3  Causal Inference

3.1 Overview

In this chapter, we’ll learn how exogeneity makes a causal interpretation of \(\hat{\beta_1}\) possible. We know that correlation does not equal causation, but in this chapter, I’ll explain why correlation + exogeneity equals causation.

In section 3.2, I’ll introduce the fundamental problem of causal inference.

Definition. The Fundamental Problem of Causal Inference: an individual treatment effect can never be identified because two parallel universes can never be observed at the same time. Example: you’ll never know how much your poor sleep effected your performance on an exam you took today because you can never observe your score on the exam in a universe where you got better sleep. The best we can do is to approximate that individual treatment effect with an average treatment effect by running an experiment.

In the absence of parallel universes, you might think that looking at the same person at different times will yield an estimate of the average treatment effect. That is, can you look at all the exams you’ve taken in the past year and the sleep you got the night before those exams, run the regression score ~ sleep, and interpret \(\hat{\beta_1}\) as causal? In section 3.3, I argue that no, omitted variable bias could be a big problem (maybe you got better sleep and scored higher when you were more confident about the material).

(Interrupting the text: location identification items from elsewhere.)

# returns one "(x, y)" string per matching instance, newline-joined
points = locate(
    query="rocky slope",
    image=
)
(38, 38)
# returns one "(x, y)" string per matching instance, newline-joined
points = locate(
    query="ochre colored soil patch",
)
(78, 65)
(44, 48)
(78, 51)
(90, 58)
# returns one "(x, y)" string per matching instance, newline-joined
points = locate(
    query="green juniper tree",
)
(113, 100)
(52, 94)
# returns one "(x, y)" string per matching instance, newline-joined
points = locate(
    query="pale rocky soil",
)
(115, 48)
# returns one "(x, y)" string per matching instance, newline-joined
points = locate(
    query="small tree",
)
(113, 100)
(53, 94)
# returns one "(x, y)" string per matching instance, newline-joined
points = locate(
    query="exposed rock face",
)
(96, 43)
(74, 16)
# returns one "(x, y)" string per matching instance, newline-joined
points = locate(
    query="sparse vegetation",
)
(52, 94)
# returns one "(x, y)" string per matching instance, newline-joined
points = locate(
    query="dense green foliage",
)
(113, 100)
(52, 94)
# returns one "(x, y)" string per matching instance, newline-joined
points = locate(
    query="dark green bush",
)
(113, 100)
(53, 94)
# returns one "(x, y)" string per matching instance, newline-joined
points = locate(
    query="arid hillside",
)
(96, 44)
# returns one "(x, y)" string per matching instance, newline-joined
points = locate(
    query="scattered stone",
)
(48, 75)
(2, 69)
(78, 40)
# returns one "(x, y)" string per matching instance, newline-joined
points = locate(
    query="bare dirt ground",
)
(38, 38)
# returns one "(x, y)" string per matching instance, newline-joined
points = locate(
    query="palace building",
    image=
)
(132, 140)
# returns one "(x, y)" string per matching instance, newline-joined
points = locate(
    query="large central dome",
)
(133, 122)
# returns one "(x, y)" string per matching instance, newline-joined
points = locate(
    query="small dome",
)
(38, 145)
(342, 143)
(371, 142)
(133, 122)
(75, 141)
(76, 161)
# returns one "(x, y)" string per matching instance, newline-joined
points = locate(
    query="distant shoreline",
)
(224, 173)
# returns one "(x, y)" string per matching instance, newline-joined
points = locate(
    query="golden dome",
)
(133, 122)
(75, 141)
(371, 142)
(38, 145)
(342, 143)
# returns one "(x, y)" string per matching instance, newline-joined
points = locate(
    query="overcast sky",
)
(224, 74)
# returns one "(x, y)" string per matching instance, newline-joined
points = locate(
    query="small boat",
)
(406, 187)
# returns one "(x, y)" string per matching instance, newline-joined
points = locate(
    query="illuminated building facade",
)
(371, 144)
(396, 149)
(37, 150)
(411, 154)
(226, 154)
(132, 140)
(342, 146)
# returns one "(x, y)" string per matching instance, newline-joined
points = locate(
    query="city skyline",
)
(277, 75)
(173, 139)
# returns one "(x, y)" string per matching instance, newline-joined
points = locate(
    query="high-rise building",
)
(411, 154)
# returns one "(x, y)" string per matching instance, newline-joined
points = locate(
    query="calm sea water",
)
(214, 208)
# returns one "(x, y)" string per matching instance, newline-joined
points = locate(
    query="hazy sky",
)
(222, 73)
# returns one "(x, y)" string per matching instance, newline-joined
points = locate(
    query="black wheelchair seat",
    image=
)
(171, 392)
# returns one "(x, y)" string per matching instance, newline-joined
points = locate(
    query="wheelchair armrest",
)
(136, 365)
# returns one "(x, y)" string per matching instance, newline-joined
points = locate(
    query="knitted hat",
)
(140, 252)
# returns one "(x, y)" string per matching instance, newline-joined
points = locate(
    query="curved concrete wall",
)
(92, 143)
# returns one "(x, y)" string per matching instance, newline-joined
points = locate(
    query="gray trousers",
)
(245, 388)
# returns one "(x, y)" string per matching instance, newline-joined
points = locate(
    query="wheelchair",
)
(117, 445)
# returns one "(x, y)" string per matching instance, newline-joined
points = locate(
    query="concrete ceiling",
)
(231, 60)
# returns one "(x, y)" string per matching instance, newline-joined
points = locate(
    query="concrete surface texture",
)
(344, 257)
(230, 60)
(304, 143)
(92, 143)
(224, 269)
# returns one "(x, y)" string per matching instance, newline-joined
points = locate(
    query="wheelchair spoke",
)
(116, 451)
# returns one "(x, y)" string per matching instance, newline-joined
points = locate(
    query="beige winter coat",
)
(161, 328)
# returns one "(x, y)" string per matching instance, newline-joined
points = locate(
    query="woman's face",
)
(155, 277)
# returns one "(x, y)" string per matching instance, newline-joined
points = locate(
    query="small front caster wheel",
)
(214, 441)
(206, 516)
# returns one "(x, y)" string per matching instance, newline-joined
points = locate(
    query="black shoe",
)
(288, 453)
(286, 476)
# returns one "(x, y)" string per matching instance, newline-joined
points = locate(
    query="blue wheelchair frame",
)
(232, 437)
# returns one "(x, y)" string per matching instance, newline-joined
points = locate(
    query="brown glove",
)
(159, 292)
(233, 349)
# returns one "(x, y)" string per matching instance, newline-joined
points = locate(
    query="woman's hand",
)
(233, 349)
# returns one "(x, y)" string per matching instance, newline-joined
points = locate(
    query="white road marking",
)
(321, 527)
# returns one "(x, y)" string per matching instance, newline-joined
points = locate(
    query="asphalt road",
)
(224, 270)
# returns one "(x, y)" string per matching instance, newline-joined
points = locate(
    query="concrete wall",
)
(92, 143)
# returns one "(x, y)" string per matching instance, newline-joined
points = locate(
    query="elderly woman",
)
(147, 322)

In section 3.4, I ask: could you instead compare different people at the same time? That is, take your whole class, ask each person what their score was on the exam, and how much sleep they got the night before. Then run the regression score ~ sleep. Does \(\hat{\beta_1}\) have a causal interpretation then? The answer is still no, there could be selection bias (the students who decided to get more sleep were the ones who were confident they’d get a good score).

Definition. Selection Bias: a type of omitted variable bias where the omitted variable is the person’s propensity to have certain values for X.

In section 3.5, I explain that even if you have data about twins at the exact same time (one twin got poor sleep before the exam; the other twin got good sleep), the interpretation is still not causal because of selection bias. The only way to make sure your \(\hat{\beta_1}\) is causal is to run a randomized controlled trial (RCT).

Definition. Randomized Controlled Trial: a study that assigns participants randomly between control and treatment groups, administers the treatment X, and observes outcome Y.

The chapter ends with section 3.6, which develops the theory of selection bias a little bit more with the Rubin Causal Model.

3.2 Effect of Health Insurance on Health

In the previous video, you calculated \(\hat{\beta_1}\), a measure of the correlation between x and y (recall that \(\hat{\beta_1} = \frac{sCov(x, y)}{sVar(x)})\).

To be sure that we’ve estimated a causal effect with \(\hat{\beta_1}\), we would need to observe you (with health insurance), and measure your health. Then we would need to travel back in time, changing only one thing - your decision to buy health insurance. We would then press fast forward and observe your health in this moment, without health insurance.

We can only see the effects of health insurance by observing people in parallel universes. In one universe, people have decided to buy health insurance. In the other universe, they have not. But we can’t observe two parallel universes at once. This is the fundamental problem of causal inference: how much a variable truly effects a person is fundamentally unknowable because outcomes in two parallel universes can never be observed at the same time.

So what’s the second-best thing? Instead of trying to identify an individual treatment effect, we may be able to identify an average treatment effect: the amount that a treatment X effects some outcome Y for a larger population on average.

How? In this chapter we’ll explore a couple of different possibilities. We’ve ruled out observing the same person at the same time with different levels of insurance because of the fundamental problem of causal inference.

Let’s explore whether \(\hat{\beta_1}\) has a causal interpretation in each of these scenarios:

  1. The same person at different times, where sometimes they have insurance and sometimes they don’t.

  2. Different people at the same time, where some people have insurance and some people don’t.

  3. Twins at the same time, where one twin has health insurance and one twin doesn’t.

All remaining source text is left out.